Small, medium units ask for extension of STPI sops |
Key demands
Government must set up IT parks for SMEs with nominal occupation charges.
Must permit co-ownership of space at special economic zones.
Customs processing for electronic goods be carried out online to save time.
Government could look at providing bandwidth interoperability facilities.
Small and medium enterprises in the IT industry want extension of STPI sops and exemption from fringe benefit tax and service tax on office space rentals.
Mr Sankaran P. Raghunathan, President, IT-SME Association, said the government needs to set up IT parks for SMEs with nominal occupation charges and permit co-ownership of space at special economic zones (SEZs). Currently, only those companies buying at least 25 acres of land are allowed to set up operations in SEZs.
This came up in a discussion organised by the Federation of Indian Chambers of Commerce to talk out pre-budget issues of the industry. Govt contracts
Mr Raghunathan also suggested that a certain portion of government contracts be set aside for SMEs.

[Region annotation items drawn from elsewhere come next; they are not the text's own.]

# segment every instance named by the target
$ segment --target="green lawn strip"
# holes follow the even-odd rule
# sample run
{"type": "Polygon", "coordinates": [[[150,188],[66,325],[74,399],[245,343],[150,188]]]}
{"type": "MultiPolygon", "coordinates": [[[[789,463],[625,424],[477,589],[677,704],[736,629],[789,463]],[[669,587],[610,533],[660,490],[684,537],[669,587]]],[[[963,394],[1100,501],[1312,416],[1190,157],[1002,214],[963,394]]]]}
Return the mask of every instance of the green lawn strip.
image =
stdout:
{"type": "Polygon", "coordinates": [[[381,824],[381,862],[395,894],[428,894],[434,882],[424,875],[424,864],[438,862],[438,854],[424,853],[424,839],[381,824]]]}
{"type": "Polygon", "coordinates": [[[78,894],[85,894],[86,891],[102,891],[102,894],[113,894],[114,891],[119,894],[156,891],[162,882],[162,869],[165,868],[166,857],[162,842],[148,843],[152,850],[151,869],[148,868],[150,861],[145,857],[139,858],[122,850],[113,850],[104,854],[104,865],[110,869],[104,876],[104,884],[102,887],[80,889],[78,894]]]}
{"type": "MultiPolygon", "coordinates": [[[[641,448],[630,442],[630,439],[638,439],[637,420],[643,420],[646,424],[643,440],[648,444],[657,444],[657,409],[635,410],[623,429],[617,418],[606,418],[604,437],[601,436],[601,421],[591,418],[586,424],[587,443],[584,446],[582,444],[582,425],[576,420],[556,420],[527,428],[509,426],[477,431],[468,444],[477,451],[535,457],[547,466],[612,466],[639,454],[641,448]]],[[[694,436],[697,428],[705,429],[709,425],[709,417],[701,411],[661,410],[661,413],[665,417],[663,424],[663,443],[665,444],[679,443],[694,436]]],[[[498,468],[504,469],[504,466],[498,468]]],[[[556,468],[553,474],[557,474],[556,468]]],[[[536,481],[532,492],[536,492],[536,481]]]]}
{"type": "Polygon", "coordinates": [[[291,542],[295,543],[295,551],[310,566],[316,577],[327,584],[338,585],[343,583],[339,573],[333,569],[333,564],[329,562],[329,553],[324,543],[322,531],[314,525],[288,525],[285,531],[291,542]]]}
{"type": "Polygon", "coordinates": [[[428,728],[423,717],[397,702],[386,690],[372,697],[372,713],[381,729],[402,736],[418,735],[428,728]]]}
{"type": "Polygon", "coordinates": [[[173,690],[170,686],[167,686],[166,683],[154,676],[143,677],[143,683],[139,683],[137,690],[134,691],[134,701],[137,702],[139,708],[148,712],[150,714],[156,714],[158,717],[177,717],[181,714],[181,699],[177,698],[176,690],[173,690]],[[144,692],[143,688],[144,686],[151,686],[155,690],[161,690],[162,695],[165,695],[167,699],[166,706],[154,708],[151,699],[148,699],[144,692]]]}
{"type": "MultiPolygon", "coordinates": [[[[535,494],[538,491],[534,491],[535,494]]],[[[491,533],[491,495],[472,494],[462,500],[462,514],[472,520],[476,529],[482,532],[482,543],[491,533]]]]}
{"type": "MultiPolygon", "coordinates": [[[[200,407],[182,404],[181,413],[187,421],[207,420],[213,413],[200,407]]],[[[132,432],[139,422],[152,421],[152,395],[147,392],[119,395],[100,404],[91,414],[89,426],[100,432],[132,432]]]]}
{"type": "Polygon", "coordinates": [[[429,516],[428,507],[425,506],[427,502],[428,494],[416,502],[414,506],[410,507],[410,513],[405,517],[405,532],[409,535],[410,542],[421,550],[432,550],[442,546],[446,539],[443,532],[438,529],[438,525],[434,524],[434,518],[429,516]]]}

Due to our small size we are currently being discriminated against in government contracts and PSU tenders, he said.
Mr D. Balakrishnan, Chief Operating Officer, SPEL Semiconductor Ltd, suggested that Customs processing for electronic goods be carried out online to save time.
He said that Korean companies such as LG and Samsung availed themselves of speedy Customs clearances in their countries and that India should also give similar preference to home-grown companies.
Mr Adi Saravanan, Founder and President of BPO company Allsec Technologies, said the government could look at providing bandwidth interoperability facilities.
This will ensure that companies spread their assets and offer same process capabilities to domestic and international projects. Currently, companies needs to get separate bandwidth to work on domestic and international projects.
SMEs currently contribute about $9 billion (about Rs 36,000 crore) to Indias total software and services revenues of $40 billion (about Rs 1.6 lakh crore). They are expected to contribute 40-50 per cent to total software and services revenues by 2010.